The new BeliefTrack benchmark shows vanilla LLMs fail belief management operations 68% of the time. Explicit belief tracking prompts reduce this failure rate by 12%. Training with GRPO on belief state rewards reduces it by 70.9%.

Building on this, Meta-Cognitive Memory Policy Optimization abandons the standard approach of training memory policies only on final task success. Instead it penalizes memory summaries that leave the model with high epistemic uncertainty about the current task state. Agents trained this way retain 97.1% of their performance even when scaled out to 1.75 million token contexts.

No one was measuring this. Everyone was just scoring whether the agent completed the task at the end.

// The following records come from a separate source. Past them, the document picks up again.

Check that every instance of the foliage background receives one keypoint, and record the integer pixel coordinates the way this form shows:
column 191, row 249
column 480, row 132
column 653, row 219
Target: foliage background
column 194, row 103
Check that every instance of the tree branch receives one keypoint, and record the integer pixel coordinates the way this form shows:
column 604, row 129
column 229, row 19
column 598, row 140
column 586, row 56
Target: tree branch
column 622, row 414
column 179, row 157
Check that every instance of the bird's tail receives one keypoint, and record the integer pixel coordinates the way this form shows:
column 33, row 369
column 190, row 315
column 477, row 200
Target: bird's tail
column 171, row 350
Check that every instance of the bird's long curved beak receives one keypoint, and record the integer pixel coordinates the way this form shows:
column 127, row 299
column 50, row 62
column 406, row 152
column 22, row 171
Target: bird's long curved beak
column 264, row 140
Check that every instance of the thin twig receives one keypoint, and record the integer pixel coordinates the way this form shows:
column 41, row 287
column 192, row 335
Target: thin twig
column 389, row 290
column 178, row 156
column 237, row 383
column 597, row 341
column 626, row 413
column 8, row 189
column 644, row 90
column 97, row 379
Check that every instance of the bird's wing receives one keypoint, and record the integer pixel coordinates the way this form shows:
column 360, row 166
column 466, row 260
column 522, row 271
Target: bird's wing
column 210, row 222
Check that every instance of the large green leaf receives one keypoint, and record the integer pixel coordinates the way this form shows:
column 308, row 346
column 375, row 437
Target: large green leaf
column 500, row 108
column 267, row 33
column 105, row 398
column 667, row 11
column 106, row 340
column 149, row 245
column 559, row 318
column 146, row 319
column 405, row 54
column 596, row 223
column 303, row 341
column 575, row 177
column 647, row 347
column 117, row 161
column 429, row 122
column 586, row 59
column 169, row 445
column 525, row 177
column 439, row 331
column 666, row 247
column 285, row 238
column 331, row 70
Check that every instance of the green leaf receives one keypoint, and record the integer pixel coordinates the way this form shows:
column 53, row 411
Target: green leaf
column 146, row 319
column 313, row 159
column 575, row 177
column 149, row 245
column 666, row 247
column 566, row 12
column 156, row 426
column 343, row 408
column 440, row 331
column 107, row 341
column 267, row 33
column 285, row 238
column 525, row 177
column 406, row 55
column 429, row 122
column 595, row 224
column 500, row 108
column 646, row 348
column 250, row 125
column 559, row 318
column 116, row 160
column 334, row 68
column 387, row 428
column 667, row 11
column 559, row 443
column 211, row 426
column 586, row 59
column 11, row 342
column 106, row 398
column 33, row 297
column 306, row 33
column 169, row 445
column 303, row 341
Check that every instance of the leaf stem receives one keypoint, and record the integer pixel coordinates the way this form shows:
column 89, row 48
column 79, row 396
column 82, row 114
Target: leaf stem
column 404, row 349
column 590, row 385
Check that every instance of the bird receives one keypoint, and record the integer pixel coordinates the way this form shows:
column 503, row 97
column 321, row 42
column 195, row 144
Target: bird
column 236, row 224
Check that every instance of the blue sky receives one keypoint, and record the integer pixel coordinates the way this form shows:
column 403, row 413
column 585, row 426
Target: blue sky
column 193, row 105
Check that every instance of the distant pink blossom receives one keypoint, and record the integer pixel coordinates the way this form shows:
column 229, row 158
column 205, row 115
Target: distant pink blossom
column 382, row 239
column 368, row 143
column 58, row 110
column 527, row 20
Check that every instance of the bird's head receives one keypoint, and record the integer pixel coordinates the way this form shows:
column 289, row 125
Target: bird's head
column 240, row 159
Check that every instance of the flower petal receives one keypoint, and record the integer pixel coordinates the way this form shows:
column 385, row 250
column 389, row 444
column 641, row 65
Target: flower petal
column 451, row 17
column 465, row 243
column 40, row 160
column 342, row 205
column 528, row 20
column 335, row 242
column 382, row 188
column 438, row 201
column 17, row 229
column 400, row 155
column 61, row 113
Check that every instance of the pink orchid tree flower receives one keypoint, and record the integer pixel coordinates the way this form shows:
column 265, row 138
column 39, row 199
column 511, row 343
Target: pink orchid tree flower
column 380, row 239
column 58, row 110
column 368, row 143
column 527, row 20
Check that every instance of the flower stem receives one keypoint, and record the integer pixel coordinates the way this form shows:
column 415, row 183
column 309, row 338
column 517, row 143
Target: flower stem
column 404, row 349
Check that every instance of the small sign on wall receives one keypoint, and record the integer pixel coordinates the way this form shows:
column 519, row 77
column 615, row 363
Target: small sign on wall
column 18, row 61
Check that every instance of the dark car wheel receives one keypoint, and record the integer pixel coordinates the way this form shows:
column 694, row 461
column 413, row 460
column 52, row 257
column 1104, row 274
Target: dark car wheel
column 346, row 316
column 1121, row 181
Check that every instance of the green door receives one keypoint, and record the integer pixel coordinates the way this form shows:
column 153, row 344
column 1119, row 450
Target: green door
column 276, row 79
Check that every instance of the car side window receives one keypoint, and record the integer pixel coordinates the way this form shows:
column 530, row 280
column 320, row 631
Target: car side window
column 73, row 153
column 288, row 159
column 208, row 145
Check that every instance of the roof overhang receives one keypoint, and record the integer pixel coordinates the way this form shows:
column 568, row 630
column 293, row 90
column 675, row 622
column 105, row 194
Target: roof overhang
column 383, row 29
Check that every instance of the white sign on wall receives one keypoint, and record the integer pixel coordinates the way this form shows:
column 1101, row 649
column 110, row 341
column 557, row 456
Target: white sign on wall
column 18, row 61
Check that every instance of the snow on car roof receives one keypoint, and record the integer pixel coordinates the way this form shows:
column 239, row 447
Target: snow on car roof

No one checked if it actually understood what was happening along the way.

What this changes

None of these works are incremental. None of them are chasing the next parameter milestone. All of them are pulling the field out of a local maximum that we have been stuck in since chain of thought was published.

We were not hitting the limits of what existing models can do. We were just using them wrong.

Half of these techniques can be deployed next week on existing production systems with no model retraining. The other half require only lightweight fine tuning that almost every team can run.

There will not be one big announcement. There will not be a new flagship model. But 12 months from now, every LLM reasoning system, every agent framework, every production endpoint will be running variants of the ideas published last Tuesday.